I just saw a headline that Vince Vaughn, an actor, was engaged to his girlfriend Kyla Weber. We always say things like this.
"John Doe got married to his girlfriend Jane Doe."
"I got married last week to my girlfriend."
"My oldest grandson got married to his girlfriend last week. It was a beautiful wedding."
Well, who else is he going to get married to? We always marry our girlfriend or our boyfriend. No one else.
What? Is there going to be an announcement one day along the lines of, "Vince Vaughn got married to a-woman-that-he's-not-really-passionate-about-physically-and-so-might-best-be-labeled-just-friend-but-he's-not-sure-he's-ever-going-to-do-better-so-he's-going-for-it-now-before-he-gets-even-fatter Kyla Weber."

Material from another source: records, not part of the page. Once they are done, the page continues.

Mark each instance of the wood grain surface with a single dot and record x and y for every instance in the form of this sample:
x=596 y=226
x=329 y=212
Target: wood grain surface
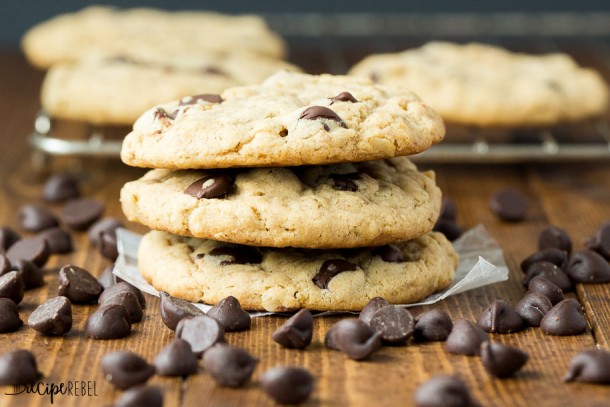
x=573 y=196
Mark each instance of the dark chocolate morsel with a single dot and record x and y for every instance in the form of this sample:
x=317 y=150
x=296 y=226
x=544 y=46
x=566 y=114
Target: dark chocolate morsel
x=296 y=332
x=211 y=186
x=500 y=360
x=125 y=369
x=53 y=317
x=287 y=384
x=329 y=269
x=229 y=365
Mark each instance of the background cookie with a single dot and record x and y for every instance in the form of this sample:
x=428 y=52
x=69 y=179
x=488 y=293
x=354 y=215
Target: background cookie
x=291 y=119
x=343 y=205
x=290 y=279
x=483 y=85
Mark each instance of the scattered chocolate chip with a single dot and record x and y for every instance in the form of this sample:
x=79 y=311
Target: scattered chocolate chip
x=78 y=285
x=9 y=316
x=443 y=391
x=590 y=366
x=201 y=332
x=81 y=213
x=588 y=267
x=296 y=332
x=122 y=286
x=53 y=317
x=211 y=186
x=125 y=369
x=59 y=188
x=329 y=269
x=395 y=324
x=545 y=287
x=108 y=322
x=18 y=367
x=465 y=338
x=230 y=314
x=354 y=338
x=500 y=317
x=11 y=286
x=509 y=204
x=228 y=365
x=500 y=360
x=533 y=307
x=565 y=318
x=58 y=240
x=287 y=384
x=174 y=309
x=321 y=112
x=433 y=325
x=138 y=396
x=31 y=249
x=343 y=97
x=176 y=359
x=34 y=218
x=237 y=255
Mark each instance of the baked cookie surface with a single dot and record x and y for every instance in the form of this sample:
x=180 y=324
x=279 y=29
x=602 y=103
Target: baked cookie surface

Or "Judy got drunk in Vegas last weekend and married her acquaintance-who-seemed-quite-charming-and-passionate-after the-6th-tequila-shot Randy."
I doubt it.
So why not just say, "Vince Vaughn got engaged to Kyla Weber"? It would amount to the same thing, or at least it's rude to imply she's anything less.

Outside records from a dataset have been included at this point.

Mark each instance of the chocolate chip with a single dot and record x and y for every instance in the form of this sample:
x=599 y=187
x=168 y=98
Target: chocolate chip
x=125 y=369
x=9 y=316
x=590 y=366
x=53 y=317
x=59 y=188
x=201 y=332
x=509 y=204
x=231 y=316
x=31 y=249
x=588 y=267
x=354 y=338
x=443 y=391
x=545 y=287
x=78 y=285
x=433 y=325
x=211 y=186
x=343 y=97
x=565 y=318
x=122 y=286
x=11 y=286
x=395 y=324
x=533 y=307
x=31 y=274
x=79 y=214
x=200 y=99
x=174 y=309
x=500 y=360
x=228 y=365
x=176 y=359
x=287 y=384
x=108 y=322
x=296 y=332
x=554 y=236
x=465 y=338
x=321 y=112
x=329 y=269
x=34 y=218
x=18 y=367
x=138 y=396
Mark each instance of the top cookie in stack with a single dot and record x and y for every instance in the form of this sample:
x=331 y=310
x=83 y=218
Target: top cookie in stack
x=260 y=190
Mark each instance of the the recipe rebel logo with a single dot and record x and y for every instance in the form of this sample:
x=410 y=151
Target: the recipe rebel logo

But for some reason it just doesn't feel right. Who is this Kyla Weber person, people seem to want to know. Well, if they give a, umm my mom reads this, hoot about Vince Vaughn's marriage plans, they might want to know. Who is this Kyla and what's the relationship?

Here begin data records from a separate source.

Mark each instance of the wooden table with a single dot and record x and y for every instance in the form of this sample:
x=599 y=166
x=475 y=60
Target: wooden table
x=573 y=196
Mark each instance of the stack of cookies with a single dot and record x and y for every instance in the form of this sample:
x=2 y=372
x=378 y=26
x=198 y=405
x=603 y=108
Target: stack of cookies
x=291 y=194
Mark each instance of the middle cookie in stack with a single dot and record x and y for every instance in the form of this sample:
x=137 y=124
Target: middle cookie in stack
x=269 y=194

Bizarrely, this fits in perfectly with one of the class projects we're working on in my language acquisition class. It turns out that if you tell a story with some person "Kyla" being mentioned without explaining who she is, people really focus on this sorta, kinda mysterious person. They remember Kyla more easily and even have a harder time coming up with stuff that occurred after her mention as if Kyla is on the brain distracting them. However, if you simply add a little tag like "my girlfriend Kyla" or, in the research article "my grandson Brandon", they don't fixate so much on Kyla or Brandon.
It seems like we like these little tags even in entertainment news articles and when it's obvious that Kyla is going to be his girlfriend. Curiouser and curiouser. I wonder how this relates to classic tags like the Iliad's "swift-footed Achilles".
*Note 1: Yes, as marriages among different sexes becomes more common the words "girlfriend" and "boyfriend" could be actually useful information, though I don't know too many men named Kyla.
**Note 2: I didn't start writing this as yet another annoying reference to linguistics. I was just annoyed by the useless word. Then I realized it fit in with my project perfectly, so I went the annoying route. In fact, I think I will now email this post to the students working on this project. I don't annoy them enough yet, so I have to add to it through email.